Лицемерие и авантюризм Хрущева не имеют аналогов в мировой истории! И к такому выводу подводит и то, что говорил "тот же" Хрущев о Сталине накануне ХХII съезда КПСС (1961 г.), на котором хрущевцы разразились остервенелой бранью по адресу Сталина, а также Молотова и албанского лидера Э. Ходжи, отказавшегося, как и руководство КНР, следовать антисталинской истерии Кремля. В беседе с Чжоу Эньлаем, прибывшим на съезд, Хрущев, специально усугубляя раскол в международном революционном движении и между СССР и Китаем, "отзывался о Сталине с грубыми, площадными эпитетами: "Сталин — негодяй", "Сталин — идиот", "… — дурак", "… — палач" и т. п. Складывалось впечатление, что Хрущев ускорял советско-китайский разрыв" ("Новое время", 1993, N 2–3, с.40).

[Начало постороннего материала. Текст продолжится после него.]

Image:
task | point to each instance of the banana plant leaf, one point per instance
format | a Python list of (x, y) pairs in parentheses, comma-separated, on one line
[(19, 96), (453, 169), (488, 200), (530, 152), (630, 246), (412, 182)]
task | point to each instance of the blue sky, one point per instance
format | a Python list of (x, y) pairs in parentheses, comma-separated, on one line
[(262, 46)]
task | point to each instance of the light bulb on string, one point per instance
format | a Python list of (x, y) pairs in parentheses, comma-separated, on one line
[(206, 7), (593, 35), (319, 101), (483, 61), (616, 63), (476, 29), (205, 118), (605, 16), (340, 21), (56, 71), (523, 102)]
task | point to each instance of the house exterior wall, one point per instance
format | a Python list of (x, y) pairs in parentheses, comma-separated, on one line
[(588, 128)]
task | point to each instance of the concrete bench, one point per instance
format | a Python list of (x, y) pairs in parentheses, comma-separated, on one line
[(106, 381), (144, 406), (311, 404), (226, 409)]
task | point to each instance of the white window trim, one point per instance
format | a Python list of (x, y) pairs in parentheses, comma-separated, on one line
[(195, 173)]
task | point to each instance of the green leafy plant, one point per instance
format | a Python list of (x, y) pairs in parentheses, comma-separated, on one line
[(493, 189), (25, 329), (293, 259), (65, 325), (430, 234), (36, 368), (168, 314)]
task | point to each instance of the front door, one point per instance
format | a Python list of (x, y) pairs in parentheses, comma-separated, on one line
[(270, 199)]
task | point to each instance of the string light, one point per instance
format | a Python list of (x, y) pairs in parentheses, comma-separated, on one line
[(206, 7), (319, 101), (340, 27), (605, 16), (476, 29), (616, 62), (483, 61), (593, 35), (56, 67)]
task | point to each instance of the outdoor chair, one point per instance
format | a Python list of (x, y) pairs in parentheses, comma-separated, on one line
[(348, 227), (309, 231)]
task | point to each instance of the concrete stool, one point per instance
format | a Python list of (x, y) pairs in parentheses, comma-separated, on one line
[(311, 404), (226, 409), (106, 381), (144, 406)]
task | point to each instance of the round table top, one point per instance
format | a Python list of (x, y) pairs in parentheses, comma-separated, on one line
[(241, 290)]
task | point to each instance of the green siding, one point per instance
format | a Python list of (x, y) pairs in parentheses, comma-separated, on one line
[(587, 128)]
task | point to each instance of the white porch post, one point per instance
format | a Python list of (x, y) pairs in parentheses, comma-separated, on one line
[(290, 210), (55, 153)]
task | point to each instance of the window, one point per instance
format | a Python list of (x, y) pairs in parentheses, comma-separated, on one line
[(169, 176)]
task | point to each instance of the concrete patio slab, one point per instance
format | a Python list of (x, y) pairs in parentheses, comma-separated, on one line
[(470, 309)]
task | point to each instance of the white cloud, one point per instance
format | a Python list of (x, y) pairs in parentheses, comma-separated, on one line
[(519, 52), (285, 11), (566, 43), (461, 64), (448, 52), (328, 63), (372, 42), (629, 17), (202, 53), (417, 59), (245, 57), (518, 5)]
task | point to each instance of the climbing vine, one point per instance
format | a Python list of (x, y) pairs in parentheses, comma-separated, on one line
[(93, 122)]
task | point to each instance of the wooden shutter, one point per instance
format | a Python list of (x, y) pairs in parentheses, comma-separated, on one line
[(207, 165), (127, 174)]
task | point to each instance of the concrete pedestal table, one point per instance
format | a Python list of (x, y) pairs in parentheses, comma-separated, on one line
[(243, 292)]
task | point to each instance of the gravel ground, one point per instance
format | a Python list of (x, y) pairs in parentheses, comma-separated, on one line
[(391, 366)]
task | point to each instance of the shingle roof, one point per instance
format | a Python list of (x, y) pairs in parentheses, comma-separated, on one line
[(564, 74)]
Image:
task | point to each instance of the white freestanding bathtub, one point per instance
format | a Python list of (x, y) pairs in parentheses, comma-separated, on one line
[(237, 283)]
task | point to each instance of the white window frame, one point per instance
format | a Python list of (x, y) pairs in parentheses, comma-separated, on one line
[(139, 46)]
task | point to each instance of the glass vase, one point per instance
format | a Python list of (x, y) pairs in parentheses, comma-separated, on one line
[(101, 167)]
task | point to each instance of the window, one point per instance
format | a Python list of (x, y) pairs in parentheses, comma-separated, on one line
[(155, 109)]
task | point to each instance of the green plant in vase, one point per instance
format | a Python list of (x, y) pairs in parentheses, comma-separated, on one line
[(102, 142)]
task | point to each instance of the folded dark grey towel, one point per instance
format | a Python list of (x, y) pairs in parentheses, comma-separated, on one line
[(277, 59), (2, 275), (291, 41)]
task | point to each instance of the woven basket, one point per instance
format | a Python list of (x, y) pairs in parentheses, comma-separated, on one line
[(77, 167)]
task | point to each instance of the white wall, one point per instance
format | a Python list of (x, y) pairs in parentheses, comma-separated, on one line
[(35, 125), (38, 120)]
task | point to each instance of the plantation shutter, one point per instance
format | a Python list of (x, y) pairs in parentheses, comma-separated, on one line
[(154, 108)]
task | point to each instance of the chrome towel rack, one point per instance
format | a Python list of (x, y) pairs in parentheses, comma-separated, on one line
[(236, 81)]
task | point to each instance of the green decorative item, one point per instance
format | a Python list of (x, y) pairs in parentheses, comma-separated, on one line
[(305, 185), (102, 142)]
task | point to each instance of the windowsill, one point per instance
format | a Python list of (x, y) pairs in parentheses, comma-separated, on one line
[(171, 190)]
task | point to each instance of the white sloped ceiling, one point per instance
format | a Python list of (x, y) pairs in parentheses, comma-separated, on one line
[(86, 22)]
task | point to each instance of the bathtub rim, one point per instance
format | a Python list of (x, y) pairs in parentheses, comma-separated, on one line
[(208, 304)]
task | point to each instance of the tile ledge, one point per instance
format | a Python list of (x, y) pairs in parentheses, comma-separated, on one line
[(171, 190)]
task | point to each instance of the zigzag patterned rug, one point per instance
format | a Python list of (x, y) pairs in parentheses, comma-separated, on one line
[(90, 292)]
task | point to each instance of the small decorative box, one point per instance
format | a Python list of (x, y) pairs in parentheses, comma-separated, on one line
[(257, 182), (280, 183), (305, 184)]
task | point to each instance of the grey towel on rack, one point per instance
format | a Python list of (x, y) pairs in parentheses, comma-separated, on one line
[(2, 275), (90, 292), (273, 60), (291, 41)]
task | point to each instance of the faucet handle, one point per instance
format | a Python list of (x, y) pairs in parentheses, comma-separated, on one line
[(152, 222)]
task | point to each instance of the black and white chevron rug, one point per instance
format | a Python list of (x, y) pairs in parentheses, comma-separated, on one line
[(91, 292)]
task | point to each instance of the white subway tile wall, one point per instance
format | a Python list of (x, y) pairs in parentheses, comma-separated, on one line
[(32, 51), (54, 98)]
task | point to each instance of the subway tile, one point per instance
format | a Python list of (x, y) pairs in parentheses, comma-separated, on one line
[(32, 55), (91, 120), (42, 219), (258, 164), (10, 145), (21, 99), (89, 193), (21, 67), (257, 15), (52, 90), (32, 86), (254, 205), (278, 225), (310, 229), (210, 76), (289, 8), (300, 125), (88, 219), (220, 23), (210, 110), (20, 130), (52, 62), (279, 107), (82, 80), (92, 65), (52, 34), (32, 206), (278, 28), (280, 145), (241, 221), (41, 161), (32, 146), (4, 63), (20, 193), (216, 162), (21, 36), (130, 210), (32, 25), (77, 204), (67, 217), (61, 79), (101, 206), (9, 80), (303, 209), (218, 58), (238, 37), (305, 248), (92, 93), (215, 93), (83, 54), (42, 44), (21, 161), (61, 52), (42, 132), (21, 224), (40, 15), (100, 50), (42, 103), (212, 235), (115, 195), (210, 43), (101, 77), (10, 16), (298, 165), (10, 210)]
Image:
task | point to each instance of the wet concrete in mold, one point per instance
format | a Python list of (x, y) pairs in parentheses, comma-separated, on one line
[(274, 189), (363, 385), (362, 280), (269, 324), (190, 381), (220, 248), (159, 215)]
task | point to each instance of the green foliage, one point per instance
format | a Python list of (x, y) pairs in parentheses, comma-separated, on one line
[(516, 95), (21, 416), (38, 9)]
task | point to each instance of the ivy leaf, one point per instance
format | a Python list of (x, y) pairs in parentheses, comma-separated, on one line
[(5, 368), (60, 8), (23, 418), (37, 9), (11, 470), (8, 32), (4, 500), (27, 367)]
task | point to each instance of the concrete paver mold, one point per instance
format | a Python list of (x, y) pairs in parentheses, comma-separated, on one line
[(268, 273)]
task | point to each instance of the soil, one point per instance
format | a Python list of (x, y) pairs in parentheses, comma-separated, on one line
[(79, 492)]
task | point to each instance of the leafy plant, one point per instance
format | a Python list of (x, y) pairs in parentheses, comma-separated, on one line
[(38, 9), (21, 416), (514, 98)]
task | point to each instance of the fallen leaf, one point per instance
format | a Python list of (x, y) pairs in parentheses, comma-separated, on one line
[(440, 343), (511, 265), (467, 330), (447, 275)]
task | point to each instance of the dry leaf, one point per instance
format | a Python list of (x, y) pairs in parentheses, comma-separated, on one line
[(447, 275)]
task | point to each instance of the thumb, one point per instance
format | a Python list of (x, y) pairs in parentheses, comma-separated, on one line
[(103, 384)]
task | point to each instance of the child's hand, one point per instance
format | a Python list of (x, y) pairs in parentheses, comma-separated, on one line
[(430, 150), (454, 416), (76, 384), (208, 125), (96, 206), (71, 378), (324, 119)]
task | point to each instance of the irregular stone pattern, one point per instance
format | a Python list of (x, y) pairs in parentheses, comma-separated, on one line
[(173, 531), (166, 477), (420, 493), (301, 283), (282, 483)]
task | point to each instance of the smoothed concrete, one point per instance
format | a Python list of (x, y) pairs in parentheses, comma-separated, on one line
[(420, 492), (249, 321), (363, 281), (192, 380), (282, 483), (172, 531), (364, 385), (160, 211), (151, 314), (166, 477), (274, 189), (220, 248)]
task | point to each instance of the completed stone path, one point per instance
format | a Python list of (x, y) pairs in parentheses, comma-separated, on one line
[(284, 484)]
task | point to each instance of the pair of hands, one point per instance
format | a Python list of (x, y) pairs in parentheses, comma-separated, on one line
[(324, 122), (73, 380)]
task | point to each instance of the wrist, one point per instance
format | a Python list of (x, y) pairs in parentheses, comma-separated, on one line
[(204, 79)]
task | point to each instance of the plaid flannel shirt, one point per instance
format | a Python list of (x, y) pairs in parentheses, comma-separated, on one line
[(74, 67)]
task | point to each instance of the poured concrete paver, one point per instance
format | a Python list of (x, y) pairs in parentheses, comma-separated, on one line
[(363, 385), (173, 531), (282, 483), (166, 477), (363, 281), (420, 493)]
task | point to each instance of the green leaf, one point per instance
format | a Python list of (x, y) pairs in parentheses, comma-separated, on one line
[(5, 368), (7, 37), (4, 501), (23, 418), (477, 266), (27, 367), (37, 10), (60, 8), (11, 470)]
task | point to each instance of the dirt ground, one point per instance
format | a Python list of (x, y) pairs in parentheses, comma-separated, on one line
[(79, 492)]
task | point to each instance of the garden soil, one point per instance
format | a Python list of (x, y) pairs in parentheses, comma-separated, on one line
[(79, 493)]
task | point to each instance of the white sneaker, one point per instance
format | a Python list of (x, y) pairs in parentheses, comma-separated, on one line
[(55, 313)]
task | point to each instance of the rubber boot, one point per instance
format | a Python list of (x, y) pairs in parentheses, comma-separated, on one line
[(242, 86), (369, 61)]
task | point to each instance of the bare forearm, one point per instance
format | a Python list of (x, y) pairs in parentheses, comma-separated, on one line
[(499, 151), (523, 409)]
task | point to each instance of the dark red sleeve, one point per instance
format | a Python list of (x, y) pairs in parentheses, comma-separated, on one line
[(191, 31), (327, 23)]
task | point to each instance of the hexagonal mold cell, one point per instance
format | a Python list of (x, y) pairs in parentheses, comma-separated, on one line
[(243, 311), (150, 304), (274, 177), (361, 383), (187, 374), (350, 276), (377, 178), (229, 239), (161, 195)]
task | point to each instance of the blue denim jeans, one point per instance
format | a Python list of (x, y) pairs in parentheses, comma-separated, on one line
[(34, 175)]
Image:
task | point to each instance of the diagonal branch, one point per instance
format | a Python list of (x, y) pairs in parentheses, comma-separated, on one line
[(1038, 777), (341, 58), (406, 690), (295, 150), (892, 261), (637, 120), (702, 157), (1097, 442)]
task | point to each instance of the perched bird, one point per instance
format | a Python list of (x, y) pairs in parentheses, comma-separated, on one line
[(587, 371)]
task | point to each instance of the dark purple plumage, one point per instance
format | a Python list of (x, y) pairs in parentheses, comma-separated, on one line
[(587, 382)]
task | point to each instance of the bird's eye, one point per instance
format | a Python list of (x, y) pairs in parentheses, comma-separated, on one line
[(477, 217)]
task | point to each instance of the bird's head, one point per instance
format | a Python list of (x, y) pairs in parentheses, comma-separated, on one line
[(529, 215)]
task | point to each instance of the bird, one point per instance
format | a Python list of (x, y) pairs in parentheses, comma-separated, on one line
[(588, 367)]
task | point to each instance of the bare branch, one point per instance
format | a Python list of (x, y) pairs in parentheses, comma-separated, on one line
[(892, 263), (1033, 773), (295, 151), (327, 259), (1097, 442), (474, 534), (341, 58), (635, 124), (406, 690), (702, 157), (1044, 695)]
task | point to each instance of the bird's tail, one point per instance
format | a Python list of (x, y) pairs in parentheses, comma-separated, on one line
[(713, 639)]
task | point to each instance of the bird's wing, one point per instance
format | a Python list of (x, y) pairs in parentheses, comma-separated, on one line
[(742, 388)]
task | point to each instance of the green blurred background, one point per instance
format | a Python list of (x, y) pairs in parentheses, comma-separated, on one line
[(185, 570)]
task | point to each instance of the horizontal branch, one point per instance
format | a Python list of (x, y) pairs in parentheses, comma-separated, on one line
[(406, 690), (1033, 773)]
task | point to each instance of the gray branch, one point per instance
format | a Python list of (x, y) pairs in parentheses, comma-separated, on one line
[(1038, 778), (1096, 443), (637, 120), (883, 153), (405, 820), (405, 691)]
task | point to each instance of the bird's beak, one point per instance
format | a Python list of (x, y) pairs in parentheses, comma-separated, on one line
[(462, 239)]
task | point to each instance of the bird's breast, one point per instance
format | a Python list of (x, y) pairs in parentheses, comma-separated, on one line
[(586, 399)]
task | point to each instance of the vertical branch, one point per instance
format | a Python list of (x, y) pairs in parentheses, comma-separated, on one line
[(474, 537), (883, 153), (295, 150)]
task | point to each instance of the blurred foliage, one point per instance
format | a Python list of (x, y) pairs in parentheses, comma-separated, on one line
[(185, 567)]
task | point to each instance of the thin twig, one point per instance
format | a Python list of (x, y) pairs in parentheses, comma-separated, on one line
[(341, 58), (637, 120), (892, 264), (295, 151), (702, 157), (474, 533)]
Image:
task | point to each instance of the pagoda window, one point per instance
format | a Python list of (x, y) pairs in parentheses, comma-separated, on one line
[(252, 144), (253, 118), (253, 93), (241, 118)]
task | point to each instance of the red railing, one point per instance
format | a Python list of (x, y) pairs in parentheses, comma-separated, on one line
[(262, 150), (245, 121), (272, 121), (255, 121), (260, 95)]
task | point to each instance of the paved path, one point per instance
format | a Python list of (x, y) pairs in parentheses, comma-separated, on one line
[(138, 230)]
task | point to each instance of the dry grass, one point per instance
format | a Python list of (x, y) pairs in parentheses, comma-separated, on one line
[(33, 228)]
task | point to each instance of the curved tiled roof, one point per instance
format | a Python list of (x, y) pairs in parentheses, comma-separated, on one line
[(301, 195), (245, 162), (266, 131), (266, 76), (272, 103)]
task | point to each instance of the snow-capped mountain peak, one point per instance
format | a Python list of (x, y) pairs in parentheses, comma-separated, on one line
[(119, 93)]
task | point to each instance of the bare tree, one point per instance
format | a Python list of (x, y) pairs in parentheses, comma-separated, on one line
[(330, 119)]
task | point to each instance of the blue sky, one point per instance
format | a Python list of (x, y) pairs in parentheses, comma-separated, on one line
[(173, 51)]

Ну, а повсеместное разрушение памятников Сталину и переименование городов, носящих его имя, «приуроченное» к ХХII съезду КПСС, подтверждают долгосрочные разрушительные цели хрущевской «команды». Китайская "Жэньминь жибао" подчеркивала (13.9.1963): "Борьба против пресловутого "культа личности" — гнусная политическая интрига… Выступая против Сталина, Хрущев фактически выступает против советского строя". А «Хунци», журнал ЦК Компартии Китая, уже после отставки Хрущева отмечал (1964, N 11): "Под предлогом "борьбы против культа личности Сталина" Хрущев самым злостным образом поносил вождя коммунистической партии СССР товарища Сталина. Выступая против Сталина, он выступал против научного коммунизма".
Вышеприведенные оценки в Китае не изменились: как отмечалось на собрании в Институте марксизма-ленинизма и идей Мао Цзэдуна при ЦК Компартии Китая, посвященном 40-летию со дня кончины Сталина (5.3.1993), "дискредитация Сталина обусловила постепенное перерождение советского государства и ревизионистское разложение КПСС, что впоследствии привело к развалу КПСС и распаду СССР". Кстати, именно это предрекал Мао Цзэдун еще в начале 1960-х годов…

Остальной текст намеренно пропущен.